Exact location of disease causing protein can be found.
Drugs can be made more effective.
Medicines with lesser side effects can be manufactured.
This can be illustrated with a figure.

More and better medicines can be manufactured.

As the exact protein, which causes the disease, is known, better drugs can be made.

Such medicines will take effect soon.

The speed of clinical tests can be accelerated.

Efficiency of tests can be enhanced.
Industrialization and use of computers.

Automation is going on in this field.

Computers are used to store data.

Tests are done with the help of machines for accuracy.
The study of proteins is very complex
It is hard to determine the complete structure of proteins with the currently used equipments.

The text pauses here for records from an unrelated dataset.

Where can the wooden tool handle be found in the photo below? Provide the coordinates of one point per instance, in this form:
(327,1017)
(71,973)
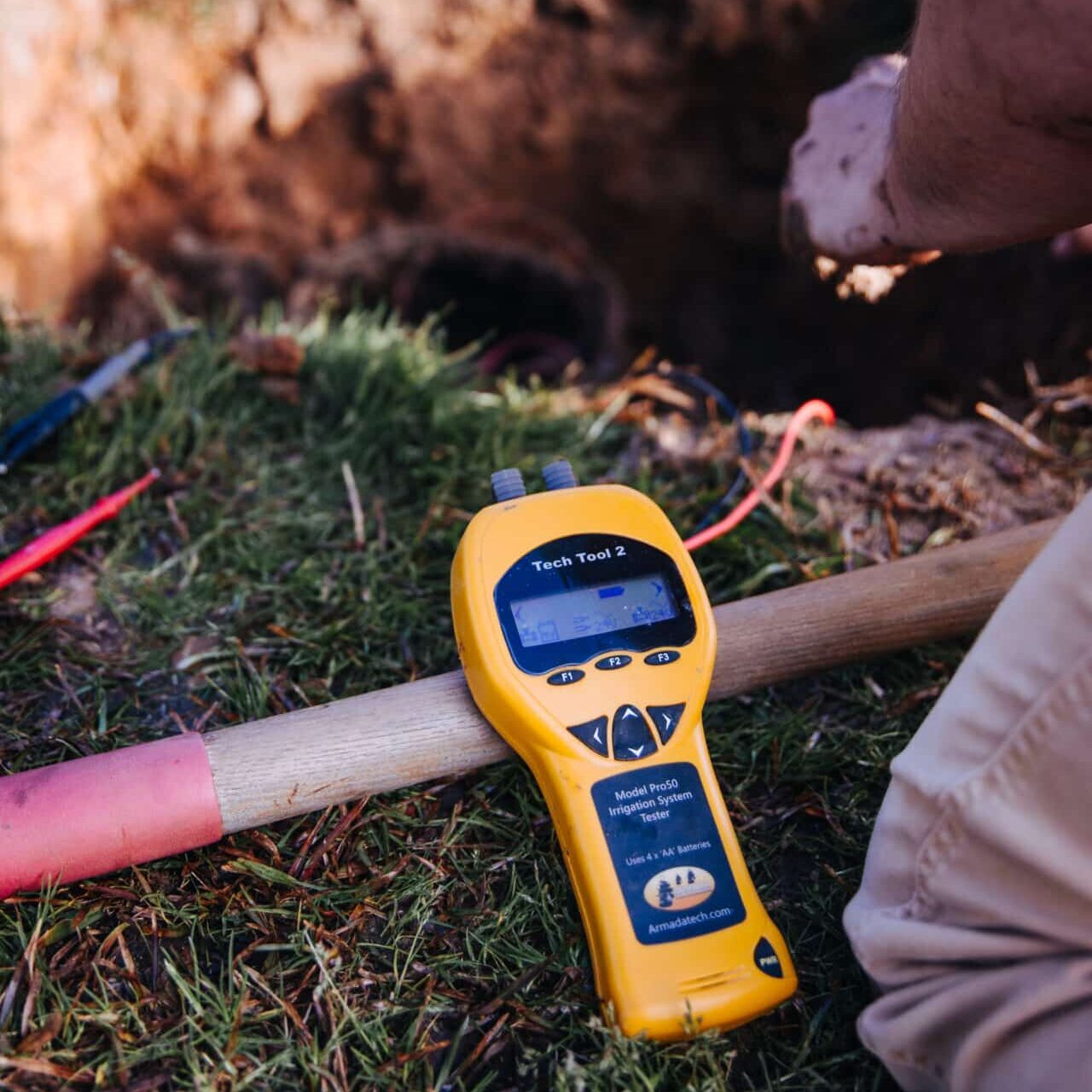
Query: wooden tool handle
(421,730)
(92,815)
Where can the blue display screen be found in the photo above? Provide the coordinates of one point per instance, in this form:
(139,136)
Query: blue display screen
(587,612)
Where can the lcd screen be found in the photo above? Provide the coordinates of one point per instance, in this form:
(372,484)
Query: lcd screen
(585,612)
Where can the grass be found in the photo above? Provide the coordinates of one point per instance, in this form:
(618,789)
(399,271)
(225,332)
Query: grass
(433,943)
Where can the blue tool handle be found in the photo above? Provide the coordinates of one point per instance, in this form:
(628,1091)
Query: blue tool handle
(27,433)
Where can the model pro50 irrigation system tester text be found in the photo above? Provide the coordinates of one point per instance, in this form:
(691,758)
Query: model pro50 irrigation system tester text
(588,642)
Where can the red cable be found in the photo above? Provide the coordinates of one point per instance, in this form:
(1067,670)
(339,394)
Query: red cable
(814,409)
(57,539)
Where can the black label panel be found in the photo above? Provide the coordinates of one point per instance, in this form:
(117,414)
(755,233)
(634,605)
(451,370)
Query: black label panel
(667,853)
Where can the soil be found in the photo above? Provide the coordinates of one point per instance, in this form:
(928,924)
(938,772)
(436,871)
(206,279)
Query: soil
(593,175)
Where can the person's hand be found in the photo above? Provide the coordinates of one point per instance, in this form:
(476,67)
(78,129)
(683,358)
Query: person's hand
(837,205)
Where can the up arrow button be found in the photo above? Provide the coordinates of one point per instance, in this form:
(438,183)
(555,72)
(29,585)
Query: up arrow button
(630,734)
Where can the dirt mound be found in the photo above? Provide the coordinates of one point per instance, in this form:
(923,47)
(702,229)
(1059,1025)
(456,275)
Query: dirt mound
(600,172)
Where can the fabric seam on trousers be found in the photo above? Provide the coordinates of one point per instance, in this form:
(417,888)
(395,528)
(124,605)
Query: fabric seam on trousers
(1011,759)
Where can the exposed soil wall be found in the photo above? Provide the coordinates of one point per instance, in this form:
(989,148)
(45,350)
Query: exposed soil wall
(601,171)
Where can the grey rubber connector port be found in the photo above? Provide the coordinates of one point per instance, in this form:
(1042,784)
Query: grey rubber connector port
(560,475)
(507,484)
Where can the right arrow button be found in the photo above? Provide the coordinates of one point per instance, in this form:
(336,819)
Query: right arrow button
(666,718)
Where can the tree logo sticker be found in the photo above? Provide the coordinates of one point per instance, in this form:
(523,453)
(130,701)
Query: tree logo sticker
(679,888)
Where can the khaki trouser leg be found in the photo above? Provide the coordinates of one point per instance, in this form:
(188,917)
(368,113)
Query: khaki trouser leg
(974,915)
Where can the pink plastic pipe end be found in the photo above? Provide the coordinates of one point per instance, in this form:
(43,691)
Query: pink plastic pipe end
(96,815)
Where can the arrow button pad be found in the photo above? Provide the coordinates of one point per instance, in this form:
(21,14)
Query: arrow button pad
(630,734)
(666,718)
(592,734)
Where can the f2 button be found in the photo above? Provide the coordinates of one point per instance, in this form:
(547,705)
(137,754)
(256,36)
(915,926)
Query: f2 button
(612,663)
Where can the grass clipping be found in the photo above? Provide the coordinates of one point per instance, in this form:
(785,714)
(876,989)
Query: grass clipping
(428,938)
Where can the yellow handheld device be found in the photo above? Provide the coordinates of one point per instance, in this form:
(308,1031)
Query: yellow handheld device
(588,642)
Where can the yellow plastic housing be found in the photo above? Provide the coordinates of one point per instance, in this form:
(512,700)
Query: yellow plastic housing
(666,990)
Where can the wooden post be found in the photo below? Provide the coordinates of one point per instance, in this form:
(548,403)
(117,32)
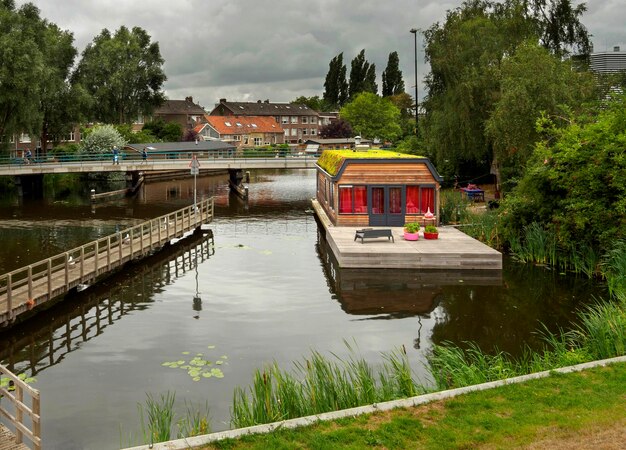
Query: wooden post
(9,296)
(49,278)
(30,282)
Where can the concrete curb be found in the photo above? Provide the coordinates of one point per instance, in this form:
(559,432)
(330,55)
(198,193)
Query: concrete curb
(368,409)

It is impossible to determine the entire structure of the proteins by just knowing the sequence of the amino acids forming it.
The three dimensional structure of the proteins are difficult to estimate with accuracy as they can fold into any shape. Moreover, there can be the addition of any phosphate or carbohydrate group to these amino acid groups which may change its function.
There are a large number of proteins in our body and all of these have to be catalogued.

A typical cell makes hundreds of thousands of distinct proteins. It will be difficult to catalogue all these proteins and their functions.
There are variations in the proteins from cell to cell.

The set of proteins produced in each cell differs from the other. For instance, the pancreas makes a different set of proteins than the brain does.
Nature of proteins at any instant too can vary.
Proteome research permits the discovery of new protein markers for diagnostic purposes and of novel molecular targets for drug discovery. It is obvious that without the help of instruments like mass spectrometers, electrophoresis equipments and x-ray crystallographs , proteomics would be impractical.
The abundance of information provided by proteome research is entirely complementary with the genetic information being generated by genomic research. Proteomics will make a key contribution to the development of functional genomics. The combination of proteomics and genomics will play a major role in biomedical research and will have a significant impact on the development of diagnostic and therapeutic products of the future.
1. Proteins Rule, Scientific American, pp 26-33, April, 2002.
2. Williard, Merrit, Dean&Seattle, Instrumental methods of analysis, CBS, pp 465-488.
3. L.A.Yeddes, L.E.Baker, Principles of Applied Biomedical Instrumentation, pp 304-307
4. John.G.Webster, Medical Instrumentation-Application and Design, pp 505, 418-420.
5. Joseph.D.Bronzino, Handbook of Biomedical Instrumentation, pp 1492-1499.
6. Paul Bertone and Mark Gerstein, Integrative data mining: the new dirction in bioinformatics, IEEE Engineering in medicine and Biology, pp33-40, July 2001.